DataCite Metadata Schema v4.1 Mandatory Properties

👍

Recommended for discovery

All of the mandatory properties are recommended for discovery.

1 Identifier

Occurrence: 1
Definition: The Identifier is a unique string that identifies a resource. For software, determine whether the identifier is for a specific version of a piece of software, (per the Force11 Software Citation Principles(1), or for all versions.
Allowed values, examples, other constraints: DOI (Digital Object Identifier) registered by a DataCite member.
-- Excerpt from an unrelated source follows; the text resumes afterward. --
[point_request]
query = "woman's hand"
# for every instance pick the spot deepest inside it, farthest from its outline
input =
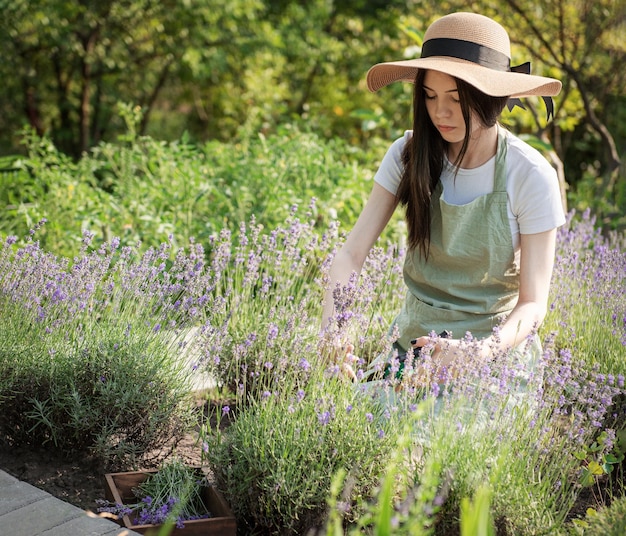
(436, 359)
Format should be “10.1234/foo”

1.1 identifierType

Occurrence: 1
Definition: The type of Identifier.
Allowed values, examples, other constraints: Controlled List Value: DOI

2 Creator

Occurrence: 1-n
Definition: The main researchers involved in producing the data, or the authors of the publication, in priority order. To supply multiple creators, repeat this property.
Allowed values, examples, other constraints: May be a corporate/institutional or personal name.
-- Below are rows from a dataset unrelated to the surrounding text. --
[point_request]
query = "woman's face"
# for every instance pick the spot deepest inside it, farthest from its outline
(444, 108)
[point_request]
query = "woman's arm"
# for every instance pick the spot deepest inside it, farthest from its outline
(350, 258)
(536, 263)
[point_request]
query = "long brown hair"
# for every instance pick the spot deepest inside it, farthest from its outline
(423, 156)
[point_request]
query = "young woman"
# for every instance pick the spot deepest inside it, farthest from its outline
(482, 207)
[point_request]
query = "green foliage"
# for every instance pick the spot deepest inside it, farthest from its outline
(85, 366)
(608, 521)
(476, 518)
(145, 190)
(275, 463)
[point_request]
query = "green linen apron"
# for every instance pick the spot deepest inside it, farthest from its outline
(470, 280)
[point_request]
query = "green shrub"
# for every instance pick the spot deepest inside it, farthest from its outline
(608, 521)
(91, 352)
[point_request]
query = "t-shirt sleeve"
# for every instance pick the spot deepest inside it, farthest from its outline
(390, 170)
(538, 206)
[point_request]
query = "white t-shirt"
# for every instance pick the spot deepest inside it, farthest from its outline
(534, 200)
Note: DataCite infrastructure supports up to 8000-10000 names. For name lists above that size, consider attribution via linking to the related metadata.

2.1 creatorName

Occurrence: 1
Definition: The full name of the creator.
Allowed values, examples, other constraints:
Examples:

  • Charpy, Antoine
  • Foo Data Center

Note: The personal name format should be: family, given. Non-Roman names may be transliterated according to the ALA-LC schemas.

2.1.1 nameType

Occurrence: 0-1
Definition: The type of name
Allowed values, examples, other constraints:
Controlled List Values:

  • Organizational
  • Personal

2.2 givenName

Occurrence: 0-1
Definition: The personal or first name of the creator.
Allowed values, examples, other constraints:
Examples based on the 2.1 names:

  • Antoine
  • Mae

2.3 familyName

Occurrence: 0-1
Definition: The surname or last name of the creator.
Allowed values, examples, other constraints:
Examples based on the 2.1 names:

  • Charpy
  • Jemison

2.4 nameIdentifier

Occurrence: 0-n
Definition: Uniquely identifies an individual or legal entity, according to various schemas.
Allowed values, examples, other constraints: The format is dependent upon schema.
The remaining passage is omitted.